Genetic variations help target location of prostate cancer genes

November 2, 2006

The National Cancer Institute has released new data from the Cancer Genetic Markers of Susceptibility study on prostate cancer that may help identify genetic factors that influence the disease and will be integral to the discovery and development of new targeted therapies.

The National Cancer Institute has released new data from the Cancer Genetic Markers of Susceptibility study on prostate cancer that may help identify genetic factors that influence the disease and will be integral to the discovery and development of new targeted therapies.

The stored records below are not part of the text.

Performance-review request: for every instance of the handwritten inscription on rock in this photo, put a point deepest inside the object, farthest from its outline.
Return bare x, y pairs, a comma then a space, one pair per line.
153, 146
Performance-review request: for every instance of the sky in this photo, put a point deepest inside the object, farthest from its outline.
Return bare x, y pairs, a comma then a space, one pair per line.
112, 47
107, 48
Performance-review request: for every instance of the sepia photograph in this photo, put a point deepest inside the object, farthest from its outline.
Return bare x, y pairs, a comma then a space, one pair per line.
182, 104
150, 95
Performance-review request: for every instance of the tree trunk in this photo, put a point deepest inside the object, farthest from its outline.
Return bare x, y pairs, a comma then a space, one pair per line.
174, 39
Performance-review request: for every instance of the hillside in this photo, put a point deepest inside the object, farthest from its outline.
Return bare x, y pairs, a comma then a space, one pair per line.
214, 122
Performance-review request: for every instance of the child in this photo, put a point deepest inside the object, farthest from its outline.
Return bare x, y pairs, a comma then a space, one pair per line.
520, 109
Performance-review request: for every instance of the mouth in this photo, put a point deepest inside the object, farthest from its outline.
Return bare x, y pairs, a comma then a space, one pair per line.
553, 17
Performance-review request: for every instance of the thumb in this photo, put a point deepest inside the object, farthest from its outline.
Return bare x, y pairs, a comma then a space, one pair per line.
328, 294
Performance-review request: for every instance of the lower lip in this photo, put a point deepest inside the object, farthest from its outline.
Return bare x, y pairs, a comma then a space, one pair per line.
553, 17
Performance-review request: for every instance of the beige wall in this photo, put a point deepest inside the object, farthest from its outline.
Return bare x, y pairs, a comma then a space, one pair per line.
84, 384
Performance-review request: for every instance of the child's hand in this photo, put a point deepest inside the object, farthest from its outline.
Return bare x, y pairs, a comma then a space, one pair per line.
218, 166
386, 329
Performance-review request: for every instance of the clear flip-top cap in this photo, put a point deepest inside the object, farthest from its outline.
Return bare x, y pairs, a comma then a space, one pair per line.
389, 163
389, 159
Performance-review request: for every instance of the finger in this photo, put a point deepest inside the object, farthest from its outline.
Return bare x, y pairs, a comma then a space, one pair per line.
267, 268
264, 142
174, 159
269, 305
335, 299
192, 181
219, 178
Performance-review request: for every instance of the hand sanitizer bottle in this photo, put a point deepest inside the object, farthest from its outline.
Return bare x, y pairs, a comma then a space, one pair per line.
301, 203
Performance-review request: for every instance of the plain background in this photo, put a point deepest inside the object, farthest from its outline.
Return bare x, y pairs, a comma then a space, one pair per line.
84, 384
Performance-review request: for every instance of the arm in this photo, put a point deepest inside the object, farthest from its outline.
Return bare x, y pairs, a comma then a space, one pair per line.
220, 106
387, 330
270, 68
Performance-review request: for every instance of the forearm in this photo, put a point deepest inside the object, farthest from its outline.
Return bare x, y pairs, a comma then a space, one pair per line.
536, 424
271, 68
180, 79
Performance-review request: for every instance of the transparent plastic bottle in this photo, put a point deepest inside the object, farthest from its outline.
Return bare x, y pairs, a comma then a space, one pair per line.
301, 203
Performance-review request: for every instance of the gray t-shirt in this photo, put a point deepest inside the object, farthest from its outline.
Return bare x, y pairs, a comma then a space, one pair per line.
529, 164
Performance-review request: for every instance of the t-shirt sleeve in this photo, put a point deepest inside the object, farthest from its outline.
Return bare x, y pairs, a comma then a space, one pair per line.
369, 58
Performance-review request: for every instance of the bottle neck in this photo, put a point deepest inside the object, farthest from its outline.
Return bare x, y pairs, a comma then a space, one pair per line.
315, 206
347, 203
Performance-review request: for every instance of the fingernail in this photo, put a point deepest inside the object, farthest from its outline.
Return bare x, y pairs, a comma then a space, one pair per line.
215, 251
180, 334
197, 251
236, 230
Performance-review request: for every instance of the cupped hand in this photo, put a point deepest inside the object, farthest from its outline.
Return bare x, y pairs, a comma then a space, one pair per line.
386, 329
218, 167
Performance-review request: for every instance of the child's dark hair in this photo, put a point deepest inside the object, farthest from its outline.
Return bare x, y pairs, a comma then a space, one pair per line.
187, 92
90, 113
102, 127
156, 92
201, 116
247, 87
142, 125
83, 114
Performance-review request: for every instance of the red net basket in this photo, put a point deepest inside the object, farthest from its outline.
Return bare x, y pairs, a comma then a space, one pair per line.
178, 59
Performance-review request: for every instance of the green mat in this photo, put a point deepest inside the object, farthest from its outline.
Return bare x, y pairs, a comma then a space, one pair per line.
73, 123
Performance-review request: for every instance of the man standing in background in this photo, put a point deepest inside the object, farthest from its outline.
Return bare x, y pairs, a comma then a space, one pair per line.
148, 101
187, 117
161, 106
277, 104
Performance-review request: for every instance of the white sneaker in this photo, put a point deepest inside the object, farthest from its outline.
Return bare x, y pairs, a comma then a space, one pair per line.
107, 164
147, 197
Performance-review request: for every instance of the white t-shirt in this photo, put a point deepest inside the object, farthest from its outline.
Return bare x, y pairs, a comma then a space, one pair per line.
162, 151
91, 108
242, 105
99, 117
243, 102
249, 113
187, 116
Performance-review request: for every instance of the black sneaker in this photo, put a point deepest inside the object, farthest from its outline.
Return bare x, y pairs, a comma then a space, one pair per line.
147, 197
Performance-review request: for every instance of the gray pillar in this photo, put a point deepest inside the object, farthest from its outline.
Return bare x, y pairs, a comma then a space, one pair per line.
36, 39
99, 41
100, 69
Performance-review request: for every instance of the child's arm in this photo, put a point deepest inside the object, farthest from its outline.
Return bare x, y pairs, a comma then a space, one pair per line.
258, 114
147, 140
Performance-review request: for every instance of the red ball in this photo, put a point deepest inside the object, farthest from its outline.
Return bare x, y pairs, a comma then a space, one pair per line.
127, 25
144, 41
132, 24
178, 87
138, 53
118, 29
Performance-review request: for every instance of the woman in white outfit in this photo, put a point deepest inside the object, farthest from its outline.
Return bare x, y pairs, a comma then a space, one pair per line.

“Knowing which genes are most likely to lead to cancer will greatly enhance our ability to diagnose the disease at its earliest stages, as well as develop therapies to treat cancer when it is most vulnerable to attack,” said NCI Director John E. Niederhuber, MD.

By finding genetic variations that differ in frequency between patient and control groups, researchers can identify the location of multiple inherited genes that increase or decrease the risk of prostate cancer. The genetic samples of prostate cancer came from more than 1,100 men with the disease and 1,100 men without it. The samples include more than 680 million individual genotypes including 310,000 genetic variants.

In related news, researchers from 12 institutions, including the National Human Genome Research Institute, announced the results of the first genome-wide linkage study of prostate cancer in African-Americans. Using genetic markers, researchers identified several regions of the human genome that likely contain genes that, when altered, increase the risk of developing prostate cancer.

The African-American Hereditary Prostate Cancer study network recruited 77 African-American extended families, which encompassed a total of 418 men with prostate cancer, to participate in the study. All of the families had at least four men who had been diagnosed with prostate cancer.

“Since this disease is so important in this population, this is a critical study in terms of our ability to understand the molecular mechanisms responsible for the disproportionate risk observed in African-American men for both diagnosis and mortality from prostate cancer,” said William B. Isaacs, PhD, of Johns Hopkins University School of Medicine, Baltimore, who is head of the International Consortium for Prostate Cancer Genetics. “The mapping information provided by these researchers will provide essential information necessary for the ultimate identification of the genes involved, and hopefully for the mechanistically based efforts to address this disparity.”

The findings are scheduled for publication in The Prostate.